Kulturpolitik und kulturelle Bildung
von Julius Heinicke
Erschienen in: Recherchen 148: Sorge um das Offene – Verhandlungen von Vielfalt im und mit Theater (05/2019)
Teilhabe an Kultur ist in hiesigen Breitengraden seit jeher ein wichtiges nicht nur kulturelles, sondern auch politisches und pädagogisches Gut. So haben Kulturinstitutionen in Deutschland seit Jahrhunderten eine bedeutende Funktion hinsichtlich (politischer) Bildung inne. Damit Kultur ihr Kapital im Sinne Bourdieus entwickeln kann, geht mit ihr das Schaffen von Bildung einher: Theater-, Museums- und Konzertbesuche sind für das Bürgertum nicht nur unverzichtbare Rituale. Bei näherer Betrachtung des Begriffs „Bildungsbürgertum“ wird zudem deren hoher Stellenwert innerhalb der deutschen Gesellschaft für den Bereich Bildung sichtbar. So spielen für die Definition und das „Erlernen“ von Bildung Kulturinstitutionen eine bedeutende Rolle: Nicht nur Theateraufführungen gelten seit langer Zeit als Lernort bürgerlicher Etikette, sondern auch Konzerte und Ausstellungen sind für den Bildungssektor hoch geachtete Reflexions- und Erfahrungsräume. Die „Kultusministerien“ der Länder sind meist auch für Bildung und Wissenschaft zuständig, beziehungsweise fallen Kultur und Bildung oftmals in einem Ministerium zusammen.

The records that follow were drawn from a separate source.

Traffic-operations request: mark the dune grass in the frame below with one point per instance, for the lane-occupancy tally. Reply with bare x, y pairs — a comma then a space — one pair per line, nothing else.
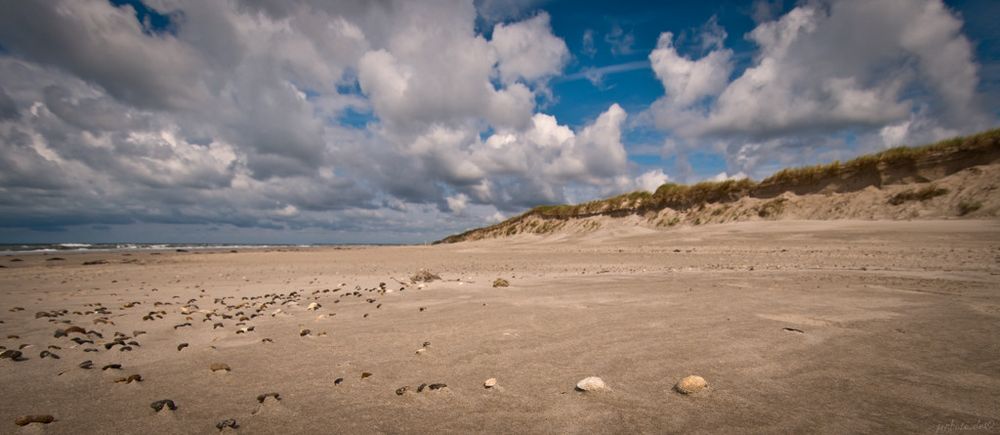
683, 197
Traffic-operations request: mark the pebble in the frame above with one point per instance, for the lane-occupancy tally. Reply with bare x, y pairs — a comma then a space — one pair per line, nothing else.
231, 422
262, 397
159, 404
592, 383
691, 384
25, 420
47, 354
130, 379
12, 354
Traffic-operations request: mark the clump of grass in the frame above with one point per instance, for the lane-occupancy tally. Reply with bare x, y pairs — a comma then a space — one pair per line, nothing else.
966, 207
771, 208
424, 276
922, 194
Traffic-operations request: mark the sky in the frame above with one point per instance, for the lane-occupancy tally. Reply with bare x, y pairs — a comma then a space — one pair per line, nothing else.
382, 121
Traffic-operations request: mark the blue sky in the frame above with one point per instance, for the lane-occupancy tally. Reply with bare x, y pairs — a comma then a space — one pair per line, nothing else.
265, 121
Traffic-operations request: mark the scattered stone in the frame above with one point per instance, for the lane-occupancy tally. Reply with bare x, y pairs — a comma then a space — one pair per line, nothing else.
129, 379
227, 423
262, 397
691, 384
160, 404
592, 383
47, 354
14, 355
25, 420
424, 276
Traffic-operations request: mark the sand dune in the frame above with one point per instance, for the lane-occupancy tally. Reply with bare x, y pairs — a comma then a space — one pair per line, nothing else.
797, 326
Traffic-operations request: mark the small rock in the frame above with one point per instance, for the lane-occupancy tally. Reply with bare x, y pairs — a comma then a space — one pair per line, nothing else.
261, 398
227, 423
691, 384
592, 383
160, 404
12, 354
25, 420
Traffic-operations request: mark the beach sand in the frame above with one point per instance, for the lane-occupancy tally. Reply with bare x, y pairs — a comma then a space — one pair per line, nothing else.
797, 327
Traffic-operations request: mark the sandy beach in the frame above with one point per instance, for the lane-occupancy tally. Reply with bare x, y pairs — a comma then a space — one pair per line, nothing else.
797, 327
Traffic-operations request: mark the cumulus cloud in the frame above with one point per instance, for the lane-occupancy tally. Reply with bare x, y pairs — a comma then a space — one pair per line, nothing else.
651, 180
889, 72
527, 50
346, 116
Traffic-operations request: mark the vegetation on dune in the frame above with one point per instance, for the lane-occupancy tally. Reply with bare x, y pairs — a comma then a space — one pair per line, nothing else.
863, 171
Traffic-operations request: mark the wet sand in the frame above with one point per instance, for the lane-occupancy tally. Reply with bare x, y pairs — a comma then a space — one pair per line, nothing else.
798, 327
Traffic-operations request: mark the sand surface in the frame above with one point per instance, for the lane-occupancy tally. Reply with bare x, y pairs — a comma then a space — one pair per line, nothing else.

Georg Bollenbeck zeigt in Bildung und Kultur: Glanz und Elend eines deutschen Deutungsmusters, inwieweit innerhalb des deutschen „Sonderwegs“275 „‚Bildung‘ und ‚Kultur‘ […] als Besitz [erscheinen], als sozialreputative Aktivposten, mit denen man sich schmückt.“276 In dieser Tradition lässt sich die Forderung nach „kultureller Bildung“ verorten, die nach der PISA-Misere kurz nach der Jahrtausendwende als...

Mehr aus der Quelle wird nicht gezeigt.